Isum, a hulk of a man who sat uncomfortably on a toosmall tree stump, finished off his third bowl of greens and fat and wiped his mouth with the back of his calloused hand. He stretched out his long legs, first one and then the other. Mose had just launched into a descriptive story of the fiery destruction of massa's barn when Isum stood up.

In a voice that rumbled deep, Isum said, "Kill de white man."

All talk stopped. Mouths fell open and terrified eyes stared at him.

"We be de children of Africa," said Isum. "We knows how to poison a white ghost of a man."
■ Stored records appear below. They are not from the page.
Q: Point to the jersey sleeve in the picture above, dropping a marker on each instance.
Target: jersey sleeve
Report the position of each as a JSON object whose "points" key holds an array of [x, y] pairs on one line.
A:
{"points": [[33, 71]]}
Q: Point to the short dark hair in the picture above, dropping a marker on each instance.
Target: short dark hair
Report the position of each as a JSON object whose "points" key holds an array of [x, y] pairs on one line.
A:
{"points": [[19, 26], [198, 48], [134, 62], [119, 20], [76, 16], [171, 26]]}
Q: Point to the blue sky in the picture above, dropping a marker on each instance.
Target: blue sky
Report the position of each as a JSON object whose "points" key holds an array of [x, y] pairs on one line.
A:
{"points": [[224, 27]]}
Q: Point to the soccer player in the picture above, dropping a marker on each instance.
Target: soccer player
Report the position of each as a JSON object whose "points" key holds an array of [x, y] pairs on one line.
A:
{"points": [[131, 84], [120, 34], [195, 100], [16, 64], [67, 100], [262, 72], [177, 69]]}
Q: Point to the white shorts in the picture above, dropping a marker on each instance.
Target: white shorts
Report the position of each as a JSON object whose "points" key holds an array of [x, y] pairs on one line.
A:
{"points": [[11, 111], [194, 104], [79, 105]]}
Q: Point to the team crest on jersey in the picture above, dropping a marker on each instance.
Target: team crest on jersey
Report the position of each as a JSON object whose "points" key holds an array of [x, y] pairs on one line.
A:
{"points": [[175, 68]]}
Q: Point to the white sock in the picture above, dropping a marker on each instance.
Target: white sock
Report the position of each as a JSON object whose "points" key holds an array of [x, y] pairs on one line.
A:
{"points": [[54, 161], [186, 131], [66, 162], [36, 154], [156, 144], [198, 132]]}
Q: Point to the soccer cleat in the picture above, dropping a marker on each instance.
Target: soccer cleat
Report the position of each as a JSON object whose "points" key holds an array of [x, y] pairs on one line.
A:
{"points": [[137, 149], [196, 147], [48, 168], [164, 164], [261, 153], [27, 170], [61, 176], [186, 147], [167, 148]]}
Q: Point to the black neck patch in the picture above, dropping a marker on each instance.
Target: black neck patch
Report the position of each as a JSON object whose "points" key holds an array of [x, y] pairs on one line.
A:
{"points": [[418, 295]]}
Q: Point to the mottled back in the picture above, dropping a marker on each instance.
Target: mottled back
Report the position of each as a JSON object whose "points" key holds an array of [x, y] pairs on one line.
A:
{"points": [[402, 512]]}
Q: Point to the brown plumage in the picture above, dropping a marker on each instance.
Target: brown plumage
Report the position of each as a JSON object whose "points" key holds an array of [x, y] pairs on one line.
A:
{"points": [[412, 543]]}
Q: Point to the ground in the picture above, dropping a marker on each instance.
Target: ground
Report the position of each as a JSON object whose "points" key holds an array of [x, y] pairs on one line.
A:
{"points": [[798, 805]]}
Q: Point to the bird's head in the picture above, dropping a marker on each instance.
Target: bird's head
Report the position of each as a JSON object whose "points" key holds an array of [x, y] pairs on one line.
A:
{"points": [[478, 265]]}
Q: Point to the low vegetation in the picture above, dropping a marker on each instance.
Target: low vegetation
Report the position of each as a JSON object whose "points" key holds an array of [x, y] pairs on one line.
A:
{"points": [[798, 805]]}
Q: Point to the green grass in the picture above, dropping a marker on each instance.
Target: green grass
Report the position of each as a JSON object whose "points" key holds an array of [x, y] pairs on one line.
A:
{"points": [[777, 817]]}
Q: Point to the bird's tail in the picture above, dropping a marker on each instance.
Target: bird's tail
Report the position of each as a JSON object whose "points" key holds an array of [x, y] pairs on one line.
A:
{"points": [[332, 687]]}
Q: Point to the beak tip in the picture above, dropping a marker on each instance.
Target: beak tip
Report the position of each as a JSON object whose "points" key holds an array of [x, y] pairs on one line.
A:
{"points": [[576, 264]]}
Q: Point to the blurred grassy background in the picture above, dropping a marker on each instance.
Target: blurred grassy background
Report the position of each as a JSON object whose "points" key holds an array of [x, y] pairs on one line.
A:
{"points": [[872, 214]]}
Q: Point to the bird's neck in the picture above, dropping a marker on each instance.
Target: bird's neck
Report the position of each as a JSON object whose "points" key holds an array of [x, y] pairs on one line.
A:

Quiet enveloped the slave yard. Even Mose found that words had left him.

"Take a cassava from Caleb's garden patch," said Isum. "Fry it crisp and light. Just a short time over de fire, not enough to kill de poison in it. Prudy works in de kitchen at de big house.She can lay de cassava on de white man's dinner plate beside de meat and pour it all over with gravy. By de time . . ."

"No!" said Caleb. "Run if you wants to, Isum. Join a rebellion if you wants. But we do not murder. We are not white men!"

Mose, his face twisted with blind hatred, turned on Caleb."You be no different den dat traitor, Juba," he spat. "Now de white man got hold of you too!"

"Caleb be right," said Tempy. "We not be killers. Our bodies be weary, but our souls—dey be clean."

Isum spat on the ground. "I will not live under de white man's whip," he announced. "I know de swamp. Tonight, I will run from dis place."

Caleb stared at Isum. How much that proud African man reminded him of his own brother, Sunba. The master wouldn't let Caleb call his brother by his real name anymore, though.He had to call him Samson. The white man took his brother away and shot him dead. A fury Caleb hadn't even known existed in him boiled up and blinded him in rage.

"I will go with you, my brother," Caleb said to Isum. "I will run, too."